The End of Drum-Time by Hanna Pylväinen

The End of Drum-Time by Hanna Pylväinen

Author:Hanna Pylväinen
Language: eng
Format: epub
Publisher: Henry Holt and Co.


14

Willa had been gone now for an entire month, a fact Henrik noticed but that no one else seemed to; or, if others did, they were treating it with the same silence that had surrounded her disappearance. No one spoke of it, or even referred to her, an erasure made all the more complete by the absence of discussing the act of erasure itself. Henrik had seen her skiing off into the twilight, head down, a satchel tied to her back. She’d been walking neither defiantly nor surreptitiously, with the gait of someone with no choices, like each step was preordained. He’d asked Nora later, where did she go, and she’d said, she’s going her own way. The look on her face had made it clear it was not something to be spoken about, so he hadn’t, but it was unnerving—even if Willa had run off with, he presumed, Ivvár, it was another thing entirely to behave as if it hadn’t happened.

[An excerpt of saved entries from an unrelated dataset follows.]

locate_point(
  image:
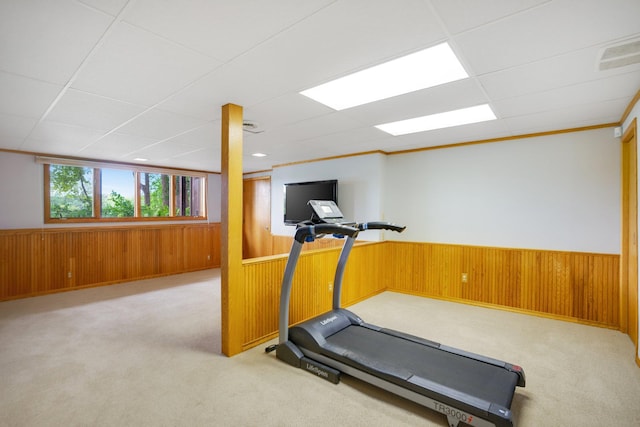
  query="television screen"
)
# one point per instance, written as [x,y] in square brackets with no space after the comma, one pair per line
[296,196]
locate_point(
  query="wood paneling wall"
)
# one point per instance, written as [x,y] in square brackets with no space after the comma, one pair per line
[41,261]
[571,285]
[312,286]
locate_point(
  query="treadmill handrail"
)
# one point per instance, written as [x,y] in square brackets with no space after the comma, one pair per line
[346,251]
[312,231]
[303,234]
[381,225]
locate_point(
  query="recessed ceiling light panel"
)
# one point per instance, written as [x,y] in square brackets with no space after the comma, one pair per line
[464,116]
[427,68]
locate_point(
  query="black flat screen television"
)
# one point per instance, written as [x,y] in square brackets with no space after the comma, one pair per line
[297,194]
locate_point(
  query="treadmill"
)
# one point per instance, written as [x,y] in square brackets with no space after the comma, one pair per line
[466,387]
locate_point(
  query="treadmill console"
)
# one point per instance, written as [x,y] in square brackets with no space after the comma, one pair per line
[326,211]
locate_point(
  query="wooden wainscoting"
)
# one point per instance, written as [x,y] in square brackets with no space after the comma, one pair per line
[42,261]
[312,286]
[570,285]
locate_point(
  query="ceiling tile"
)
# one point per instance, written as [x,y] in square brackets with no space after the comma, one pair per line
[462,15]
[112,7]
[52,137]
[324,46]
[568,97]
[160,124]
[25,97]
[93,111]
[447,97]
[162,151]
[188,22]
[206,136]
[545,31]
[136,66]
[581,115]
[14,130]
[116,146]
[48,40]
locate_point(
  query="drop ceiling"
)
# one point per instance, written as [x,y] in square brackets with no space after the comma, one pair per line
[122,80]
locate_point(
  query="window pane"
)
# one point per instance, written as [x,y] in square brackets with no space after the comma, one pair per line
[117,193]
[70,191]
[154,194]
[189,191]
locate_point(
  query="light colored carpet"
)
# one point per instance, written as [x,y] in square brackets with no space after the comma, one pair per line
[147,353]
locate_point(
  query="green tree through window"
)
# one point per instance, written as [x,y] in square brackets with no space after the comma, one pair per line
[71,192]
[93,193]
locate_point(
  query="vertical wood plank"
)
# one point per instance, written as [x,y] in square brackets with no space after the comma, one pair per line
[231,260]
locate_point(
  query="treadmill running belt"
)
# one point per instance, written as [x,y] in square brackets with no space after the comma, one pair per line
[397,358]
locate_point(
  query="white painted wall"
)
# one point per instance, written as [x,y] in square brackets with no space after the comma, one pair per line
[360,183]
[22,194]
[557,192]
[635,114]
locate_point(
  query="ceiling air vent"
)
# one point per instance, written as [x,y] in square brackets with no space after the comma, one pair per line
[251,127]
[620,55]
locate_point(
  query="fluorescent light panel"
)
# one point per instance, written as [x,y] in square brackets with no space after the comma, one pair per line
[464,116]
[427,68]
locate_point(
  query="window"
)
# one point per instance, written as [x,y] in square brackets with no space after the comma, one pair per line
[155,194]
[77,191]
[117,199]
[71,192]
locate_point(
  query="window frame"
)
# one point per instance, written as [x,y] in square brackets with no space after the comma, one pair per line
[97,191]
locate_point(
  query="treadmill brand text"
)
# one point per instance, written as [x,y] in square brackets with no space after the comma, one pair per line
[319,372]
[452,412]
[328,320]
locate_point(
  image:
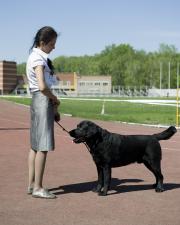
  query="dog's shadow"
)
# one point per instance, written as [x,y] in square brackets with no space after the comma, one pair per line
[117,186]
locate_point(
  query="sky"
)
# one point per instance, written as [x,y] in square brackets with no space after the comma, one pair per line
[86,27]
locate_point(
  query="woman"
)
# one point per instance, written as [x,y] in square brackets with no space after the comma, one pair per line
[43,109]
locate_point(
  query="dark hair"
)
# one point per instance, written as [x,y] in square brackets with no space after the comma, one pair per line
[45,34]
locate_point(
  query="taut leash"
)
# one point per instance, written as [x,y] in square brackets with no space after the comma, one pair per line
[62,127]
[68,133]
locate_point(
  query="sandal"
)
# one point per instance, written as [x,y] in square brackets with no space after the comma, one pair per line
[43,193]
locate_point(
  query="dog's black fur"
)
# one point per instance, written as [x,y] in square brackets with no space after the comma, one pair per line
[114,150]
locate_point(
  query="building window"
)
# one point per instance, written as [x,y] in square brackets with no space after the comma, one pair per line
[81,83]
[105,84]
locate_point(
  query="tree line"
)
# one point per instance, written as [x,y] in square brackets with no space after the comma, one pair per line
[127,67]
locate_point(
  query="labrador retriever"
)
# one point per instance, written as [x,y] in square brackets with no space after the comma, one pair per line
[110,150]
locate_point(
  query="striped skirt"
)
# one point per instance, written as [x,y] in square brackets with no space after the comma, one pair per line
[42,123]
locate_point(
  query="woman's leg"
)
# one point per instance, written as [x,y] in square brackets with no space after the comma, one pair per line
[40,161]
[31,165]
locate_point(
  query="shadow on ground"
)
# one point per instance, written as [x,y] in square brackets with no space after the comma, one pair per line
[117,186]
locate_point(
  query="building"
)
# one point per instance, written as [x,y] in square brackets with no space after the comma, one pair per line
[97,85]
[71,83]
[8,76]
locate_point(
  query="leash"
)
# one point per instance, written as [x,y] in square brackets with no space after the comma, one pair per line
[68,133]
[62,127]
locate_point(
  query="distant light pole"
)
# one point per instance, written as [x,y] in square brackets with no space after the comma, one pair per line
[160,76]
[169,77]
[177,75]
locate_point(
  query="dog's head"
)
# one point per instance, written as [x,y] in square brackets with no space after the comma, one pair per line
[85,131]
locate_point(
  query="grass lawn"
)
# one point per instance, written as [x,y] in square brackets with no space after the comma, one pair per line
[114,111]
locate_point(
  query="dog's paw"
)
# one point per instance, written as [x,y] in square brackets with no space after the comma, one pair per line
[102,193]
[95,190]
[159,189]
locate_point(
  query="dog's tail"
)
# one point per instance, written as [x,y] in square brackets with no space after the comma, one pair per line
[166,134]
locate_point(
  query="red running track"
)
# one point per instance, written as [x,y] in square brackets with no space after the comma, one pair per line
[71,174]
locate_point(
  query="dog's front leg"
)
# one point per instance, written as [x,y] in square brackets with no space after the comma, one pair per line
[100,181]
[107,180]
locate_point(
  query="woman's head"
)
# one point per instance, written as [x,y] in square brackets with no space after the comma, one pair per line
[45,39]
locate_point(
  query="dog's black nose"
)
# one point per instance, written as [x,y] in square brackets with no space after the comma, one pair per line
[72,133]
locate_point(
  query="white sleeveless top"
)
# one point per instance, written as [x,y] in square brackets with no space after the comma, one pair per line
[38,58]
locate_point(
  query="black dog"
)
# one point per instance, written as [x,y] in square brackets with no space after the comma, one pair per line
[114,150]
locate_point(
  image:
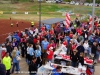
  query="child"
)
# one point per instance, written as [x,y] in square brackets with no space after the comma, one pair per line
[81,59]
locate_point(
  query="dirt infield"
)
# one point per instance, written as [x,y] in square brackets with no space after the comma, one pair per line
[5,27]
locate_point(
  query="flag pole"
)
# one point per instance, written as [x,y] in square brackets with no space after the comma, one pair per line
[93,11]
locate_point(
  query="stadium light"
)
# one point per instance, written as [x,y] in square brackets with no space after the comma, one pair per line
[93,13]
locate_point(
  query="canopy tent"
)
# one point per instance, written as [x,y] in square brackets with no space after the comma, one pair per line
[52,21]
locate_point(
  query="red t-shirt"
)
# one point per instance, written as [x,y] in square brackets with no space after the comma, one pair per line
[50,54]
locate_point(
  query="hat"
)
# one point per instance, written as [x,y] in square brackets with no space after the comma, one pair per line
[51,48]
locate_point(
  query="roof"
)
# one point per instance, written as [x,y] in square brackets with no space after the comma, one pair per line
[52,20]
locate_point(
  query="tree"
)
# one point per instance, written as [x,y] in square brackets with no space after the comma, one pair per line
[31,0]
[14,1]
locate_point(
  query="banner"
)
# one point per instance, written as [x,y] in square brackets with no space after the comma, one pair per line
[1,12]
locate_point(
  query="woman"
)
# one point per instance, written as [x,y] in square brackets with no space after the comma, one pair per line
[81,59]
[74,58]
[38,55]
[31,52]
[15,54]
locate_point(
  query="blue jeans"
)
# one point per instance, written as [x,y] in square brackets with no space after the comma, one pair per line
[74,64]
[17,67]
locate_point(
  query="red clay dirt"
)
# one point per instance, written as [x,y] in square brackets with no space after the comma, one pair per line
[5,27]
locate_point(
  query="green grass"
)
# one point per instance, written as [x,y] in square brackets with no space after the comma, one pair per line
[47,9]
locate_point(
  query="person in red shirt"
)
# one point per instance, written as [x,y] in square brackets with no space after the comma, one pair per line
[88,72]
[50,54]
[50,45]
[71,35]
[65,43]
[43,28]
[35,40]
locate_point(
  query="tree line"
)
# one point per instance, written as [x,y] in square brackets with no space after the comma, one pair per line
[89,1]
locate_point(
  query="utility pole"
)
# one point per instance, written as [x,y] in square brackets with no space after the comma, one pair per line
[93,14]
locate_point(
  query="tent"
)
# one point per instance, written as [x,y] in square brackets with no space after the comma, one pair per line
[49,23]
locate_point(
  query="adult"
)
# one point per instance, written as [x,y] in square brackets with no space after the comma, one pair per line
[94,50]
[31,52]
[38,55]
[45,43]
[33,67]
[15,55]
[9,48]
[7,62]
[50,54]
[80,48]
[74,58]
[57,71]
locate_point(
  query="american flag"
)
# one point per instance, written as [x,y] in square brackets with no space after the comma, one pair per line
[67,22]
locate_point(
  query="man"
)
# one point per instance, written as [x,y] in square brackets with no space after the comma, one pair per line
[32,24]
[94,50]
[80,48]
[9,48]
[7,62]
[33,67]
[45,43]
[11,24]
[57,71]
[17,24]
[3,50]
[2,69]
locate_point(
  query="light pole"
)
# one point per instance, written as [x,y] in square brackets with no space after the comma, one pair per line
[39,15]
[93,12]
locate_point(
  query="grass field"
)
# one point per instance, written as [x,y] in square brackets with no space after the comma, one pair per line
[48,10]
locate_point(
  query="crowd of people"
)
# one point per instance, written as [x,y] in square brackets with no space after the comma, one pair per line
[38,46]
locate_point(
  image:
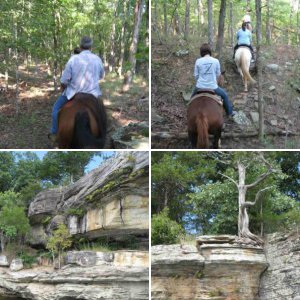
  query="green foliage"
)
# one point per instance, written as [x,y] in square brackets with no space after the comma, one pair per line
[206,201]
[79,212]
[14,220]
[164,230]
[28,260]
[60,240]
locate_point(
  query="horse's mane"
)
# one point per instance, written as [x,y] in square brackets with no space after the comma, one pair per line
[83,137]
[82,123]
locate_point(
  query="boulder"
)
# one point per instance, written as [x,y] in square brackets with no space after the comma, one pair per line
[110,201]
[16,264]
[254,116]
[71,282]
[4,261]
[218,269]
[132,136]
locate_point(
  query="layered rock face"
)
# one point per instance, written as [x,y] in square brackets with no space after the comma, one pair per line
[214,269]
[109,201]
[281,281]
[88,275]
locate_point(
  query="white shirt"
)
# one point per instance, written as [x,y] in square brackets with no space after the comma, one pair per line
[207,70]
[247,19]
[82,74]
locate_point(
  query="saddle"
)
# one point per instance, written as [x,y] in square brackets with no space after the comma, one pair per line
[207,93]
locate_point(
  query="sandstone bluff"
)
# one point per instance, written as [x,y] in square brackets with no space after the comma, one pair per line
[223,268]
[110,201]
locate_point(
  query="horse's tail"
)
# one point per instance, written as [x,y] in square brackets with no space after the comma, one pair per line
[83,137]
[245,69]
[202,131]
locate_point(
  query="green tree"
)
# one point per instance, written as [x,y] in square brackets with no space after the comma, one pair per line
[6,170]
[164,230]
[13,224]
[60,241]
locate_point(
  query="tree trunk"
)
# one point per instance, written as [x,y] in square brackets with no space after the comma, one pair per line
[187,20]
[15,28]
[210,24]
[231,24]
[165,18]
[112,55]
[133,48]
[177,23]
[243,222]
[268,30]
[221,28]
[259,70]
[122,40]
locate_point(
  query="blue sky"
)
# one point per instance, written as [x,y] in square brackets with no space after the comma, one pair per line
[95,162]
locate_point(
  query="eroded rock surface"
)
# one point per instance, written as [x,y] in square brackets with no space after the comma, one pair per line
[219,269]
[108,279]
[109,201]
[281,281]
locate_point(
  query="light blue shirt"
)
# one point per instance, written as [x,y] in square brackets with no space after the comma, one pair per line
[82,74]
[206,72]
[244,37]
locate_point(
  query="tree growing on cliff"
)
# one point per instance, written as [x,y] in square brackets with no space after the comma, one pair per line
[60,241]
[13,224]
[242,164]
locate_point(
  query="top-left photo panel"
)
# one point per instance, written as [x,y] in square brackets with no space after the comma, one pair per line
[74,74]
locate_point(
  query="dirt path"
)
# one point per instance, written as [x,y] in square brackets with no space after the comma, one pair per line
[28,128]
[172,81]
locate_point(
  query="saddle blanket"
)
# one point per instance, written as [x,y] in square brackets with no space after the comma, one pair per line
[216,98]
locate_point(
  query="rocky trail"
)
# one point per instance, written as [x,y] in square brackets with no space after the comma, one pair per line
[172,83]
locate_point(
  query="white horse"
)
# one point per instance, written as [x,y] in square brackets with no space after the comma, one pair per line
[242,59]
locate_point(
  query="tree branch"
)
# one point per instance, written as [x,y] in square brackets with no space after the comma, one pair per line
[231,179]
[259,179]
[248,204]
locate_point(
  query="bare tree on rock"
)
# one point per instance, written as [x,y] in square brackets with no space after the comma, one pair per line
[243,218]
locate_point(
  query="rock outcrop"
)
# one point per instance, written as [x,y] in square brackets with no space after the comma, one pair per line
[281,281]
[214,269]
[109,201]
[90,276]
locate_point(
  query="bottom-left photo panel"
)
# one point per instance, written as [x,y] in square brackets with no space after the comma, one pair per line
[74,225]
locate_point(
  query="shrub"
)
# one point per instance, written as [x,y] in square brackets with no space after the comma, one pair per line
[165,230]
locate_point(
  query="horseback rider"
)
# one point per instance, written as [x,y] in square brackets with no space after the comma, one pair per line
[247,20]
[81,75]
[207,71]
[244,37]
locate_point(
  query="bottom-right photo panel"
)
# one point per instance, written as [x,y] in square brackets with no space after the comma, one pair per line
[225,225]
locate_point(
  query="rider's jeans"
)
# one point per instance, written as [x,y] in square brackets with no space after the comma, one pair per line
[220,92]
[60,102]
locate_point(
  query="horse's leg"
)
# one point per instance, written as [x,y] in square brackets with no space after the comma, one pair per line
[217,139]
[193,138]
[246,84]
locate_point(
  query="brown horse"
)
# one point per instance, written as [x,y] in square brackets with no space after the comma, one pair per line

With Emelie, it had been bad, of course, for awhile he’d been afraid she would be cut off from society completely, but then again they had managed to keep the affair to a rumor, and of course in the end Emelie had not run away with Henrik, nothing of the sort at all. It made him want to write to her, to say something about how he understood her better now, but it would only make things worse, and he had promised her he wouldn’t. But it didn’t matter, that belonged to another life, and he was in this life, where they were all in good moods, because Lorens had lived; Willa had been sacrificed and it was an exchange they could bear.

It wasn’t that Lorens was now some normal, frolicking boy, running up and down the riverbank, but he was alive. His face had the wizened look of a man returned from war but he went outside sometimes, wearing every winter thing that could be fit over him, and he stood and looked at the river as it cracked open, and he stood there later when the ice had split into shards that tapped against each other, ten, twenty little bells pealing softly into the cold spring air. He had the look on him as he stood there of a person cast by a spell, utterly transfixed in a way that worried Lars Levi, like his body had been returned to them but his mind had not. He was quieter now, almost distant, but no one felt they could complain about it, and, besides, there was the awkwardness of the new attention Lorens’s recovery had given to Lars Levi’s ministry—he did not say it himself but everyone else said it: Lorens had recovered through a miracle. God had saved Lorens; Lorens’s recovery was a fruit of Lars Levi’s faith. Lars Levi protested this, insisted of course that they could not know God’s mind, they were subject only to His will, but secretly he cherished the thought. He did feel chosen—after all, Levi had died when Lars Levi himself hadn’t yet been saved.